Le traitement des effluents
Les Bassins de Récupération des Effluents glycolés
Après le dégivrage/antigivrage d’un aéronef, la plupart des effluents sont récupérés dans des Bassins de Récupérations des Effluents glycolés (BRE). Ils sont situés aux abords des aires de dégivrage et sont au nombre de 10.
Le reste du glycol est perdu en ruisselant de l’avion sur les voies de circulation et sur les pistes.
Cette portion est donc traitée avec les eaux pluviales (EP).
L’ouverture d’un BRE est pilotée par une vanne, elle-même actionnée par le poste de dégivrage relié. Lorsqu’une baie de dégivrage est ouverte, la vanne s’ouvre instantanément.
Lorsque la baie est officiellement fermée, la vanne se ferme 30 minutes après, pour permettre le ruissellement et/ou le lessivage du glycol restant sur baie. Ce fonctionnement explique la dilution du glycol que nous verrons par la suite.

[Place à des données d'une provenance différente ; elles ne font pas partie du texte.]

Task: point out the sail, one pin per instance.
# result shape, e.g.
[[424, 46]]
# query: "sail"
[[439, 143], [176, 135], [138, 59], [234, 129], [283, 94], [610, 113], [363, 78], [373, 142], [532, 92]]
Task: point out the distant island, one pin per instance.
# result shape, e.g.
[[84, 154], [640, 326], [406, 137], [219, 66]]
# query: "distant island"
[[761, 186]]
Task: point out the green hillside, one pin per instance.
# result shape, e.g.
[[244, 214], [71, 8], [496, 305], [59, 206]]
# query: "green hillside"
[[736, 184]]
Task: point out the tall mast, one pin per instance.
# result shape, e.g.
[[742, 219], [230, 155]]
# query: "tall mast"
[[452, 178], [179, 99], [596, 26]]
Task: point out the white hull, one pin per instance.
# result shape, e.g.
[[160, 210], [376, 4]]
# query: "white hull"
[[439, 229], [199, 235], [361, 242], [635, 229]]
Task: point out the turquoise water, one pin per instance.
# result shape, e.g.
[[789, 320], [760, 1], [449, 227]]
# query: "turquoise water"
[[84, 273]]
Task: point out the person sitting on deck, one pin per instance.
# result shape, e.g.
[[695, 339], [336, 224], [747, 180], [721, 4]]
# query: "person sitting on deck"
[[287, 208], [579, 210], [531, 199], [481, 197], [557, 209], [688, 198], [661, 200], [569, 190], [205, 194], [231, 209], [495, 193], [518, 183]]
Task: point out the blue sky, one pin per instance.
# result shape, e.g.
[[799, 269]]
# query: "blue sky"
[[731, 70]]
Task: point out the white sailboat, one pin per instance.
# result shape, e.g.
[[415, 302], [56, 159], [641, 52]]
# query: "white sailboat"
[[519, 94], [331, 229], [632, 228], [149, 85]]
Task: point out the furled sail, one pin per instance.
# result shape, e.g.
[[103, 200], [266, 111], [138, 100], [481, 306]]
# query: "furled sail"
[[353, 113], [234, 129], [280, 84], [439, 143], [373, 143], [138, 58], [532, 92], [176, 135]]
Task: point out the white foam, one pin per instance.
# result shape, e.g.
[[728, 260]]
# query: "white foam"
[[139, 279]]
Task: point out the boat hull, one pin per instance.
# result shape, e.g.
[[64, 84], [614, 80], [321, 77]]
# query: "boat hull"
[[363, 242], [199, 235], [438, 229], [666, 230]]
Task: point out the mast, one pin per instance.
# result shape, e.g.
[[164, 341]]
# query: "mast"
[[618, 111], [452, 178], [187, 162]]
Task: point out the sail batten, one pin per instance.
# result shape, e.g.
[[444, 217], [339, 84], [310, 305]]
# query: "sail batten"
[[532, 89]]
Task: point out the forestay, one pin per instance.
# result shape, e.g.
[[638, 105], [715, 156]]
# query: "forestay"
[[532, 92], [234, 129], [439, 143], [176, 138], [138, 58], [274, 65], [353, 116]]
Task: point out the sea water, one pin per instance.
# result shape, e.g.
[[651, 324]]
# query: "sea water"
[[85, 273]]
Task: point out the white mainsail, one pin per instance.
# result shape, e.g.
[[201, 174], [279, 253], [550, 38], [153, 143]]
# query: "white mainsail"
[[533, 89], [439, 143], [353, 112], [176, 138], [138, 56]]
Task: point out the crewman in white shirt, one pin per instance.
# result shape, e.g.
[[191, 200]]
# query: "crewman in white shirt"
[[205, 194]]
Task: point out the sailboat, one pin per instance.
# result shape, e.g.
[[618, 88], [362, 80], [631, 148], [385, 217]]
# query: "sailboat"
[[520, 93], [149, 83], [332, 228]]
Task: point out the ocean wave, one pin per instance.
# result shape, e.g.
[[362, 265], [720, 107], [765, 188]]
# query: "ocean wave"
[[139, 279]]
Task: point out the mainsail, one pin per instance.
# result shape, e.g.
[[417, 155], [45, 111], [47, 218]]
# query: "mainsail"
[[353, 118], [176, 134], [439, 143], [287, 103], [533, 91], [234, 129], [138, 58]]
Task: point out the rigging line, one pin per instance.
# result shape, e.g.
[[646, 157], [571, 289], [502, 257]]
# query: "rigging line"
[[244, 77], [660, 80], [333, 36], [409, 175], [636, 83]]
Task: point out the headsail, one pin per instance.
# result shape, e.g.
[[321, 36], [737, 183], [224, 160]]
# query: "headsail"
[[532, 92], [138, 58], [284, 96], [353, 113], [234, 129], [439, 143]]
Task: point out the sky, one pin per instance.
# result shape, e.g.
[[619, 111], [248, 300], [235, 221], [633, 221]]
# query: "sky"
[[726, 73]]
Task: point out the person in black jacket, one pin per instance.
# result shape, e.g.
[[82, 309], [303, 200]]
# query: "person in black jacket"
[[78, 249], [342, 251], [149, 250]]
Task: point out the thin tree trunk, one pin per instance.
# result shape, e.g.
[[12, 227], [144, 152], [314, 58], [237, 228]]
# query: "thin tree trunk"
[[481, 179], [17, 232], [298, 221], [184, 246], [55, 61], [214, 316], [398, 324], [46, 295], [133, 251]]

Les BRE se remplissent significativement durant la saison hivernale mais sont vidés tout au long de l’année.
Le traitement des effluents
Les BRE sont vidés par pompage par la société Cuv’éclair, Suez, et sont traités par SARPIndustrie, filiale de Veolia. La capacité de pompage se situe aux alentours de 45 Tonnes par jour et peut s’étendre jusqu’à 100 T/j si nécessaire. Les deux sociétés travaillent en collaboration.
Basé à Limay, dans les Yvelines (78), le centre de traitement et valorisation de déchets dangereux de SARP Industrie peut traiter tout type de déchet industriel, allant du déchet en petit conditionnement, en passant par les huiles usagées, jusqu’aux déchets les plus lourds.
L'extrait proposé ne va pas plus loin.